The government’s infuriating failure to prioritise continued movement of people means we are set to lose a hugely competitive edge, reducing access to talented employees, and undermining the UK’s rich history of an open, diverse, and welcoming nation.  

To achieve the government’s absurd immigration control, we will have to leave the European single market. In doing so 44 per cent of our exports, the current percentage that go to Europe, will be jeopardised, as they will no longer have free access to their original markets. 

In tandem with an exit from the world’s largest single market, British business will also lose access to one of the strongest international talent pools. This has the potential to be even more devastating than the forfeiture of markets and trade.

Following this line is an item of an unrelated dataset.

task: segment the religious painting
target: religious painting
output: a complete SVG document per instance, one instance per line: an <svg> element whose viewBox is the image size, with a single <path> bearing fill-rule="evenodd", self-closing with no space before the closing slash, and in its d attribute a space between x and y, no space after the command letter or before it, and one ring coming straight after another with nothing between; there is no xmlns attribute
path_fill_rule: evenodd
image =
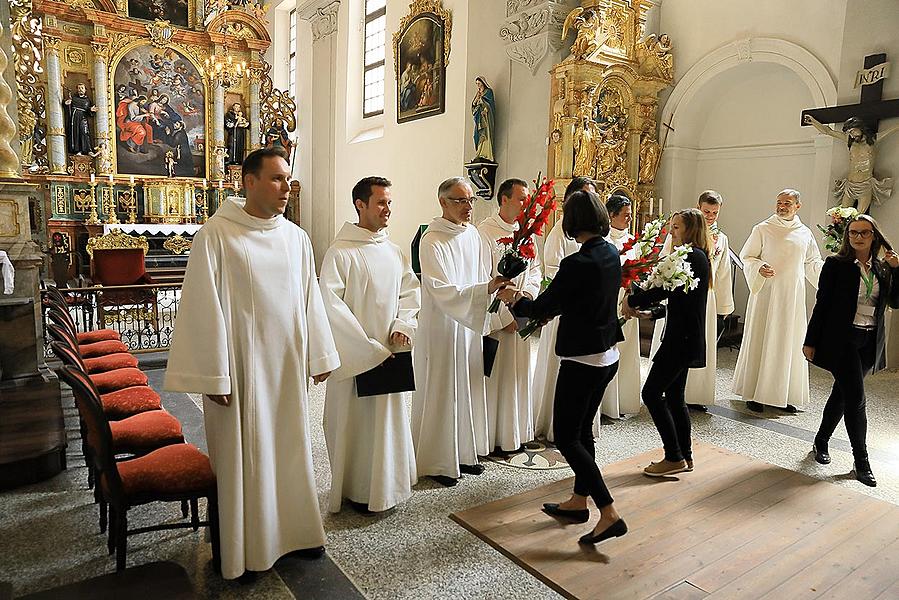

Access to skilled workers is critical to future success. As a nation we have the lowest level of unemployment in living memory with less than 5 per cent currently out of work, and that’s in spite of 3.6m people from the EU working in Britain.

Britain will continue to need the expertise that free movement currently provides, regardless of whether Brexit happens or not. You cannot simply replace the skilled doctors, nurses or teachers living and working here overnight. 

The focus on immigration has also strayed into more dangerous territory with the government persisting in including international students as immigrants when calculating net migration figures, whilst having a target to reduce net migration to the tens of thousands. The PM’s insistence on this policy not only stifles encouragement of talent flows, but also sends an incredibly negative message to the international community. It is a policy that I have continually called on the PM to change and I will continue to do so.

Our competitor countries, the United States, Canada, and Australia, do not categorise international students as immigrants and, in fact, they also provide generous incentives to stay in their countries to work after graduating. In comparison, we removed our popular two year post-study work visa in 2012.

Brexit poses an increasingly dangerous reality that we are destined to be viewed as an inward-looking, insular and intolerant nation. That is not the Britain I know and love. That is not the Britain that has attracted enterprising individuals. The UK needs to establish itself once more as an outward-facing nation that welcomes international talent and entrepreneurship. This starts with retaining membership of the single market.  

Lord Karan Bilimoria is a leading British businessman and the founder of Cobra Beer.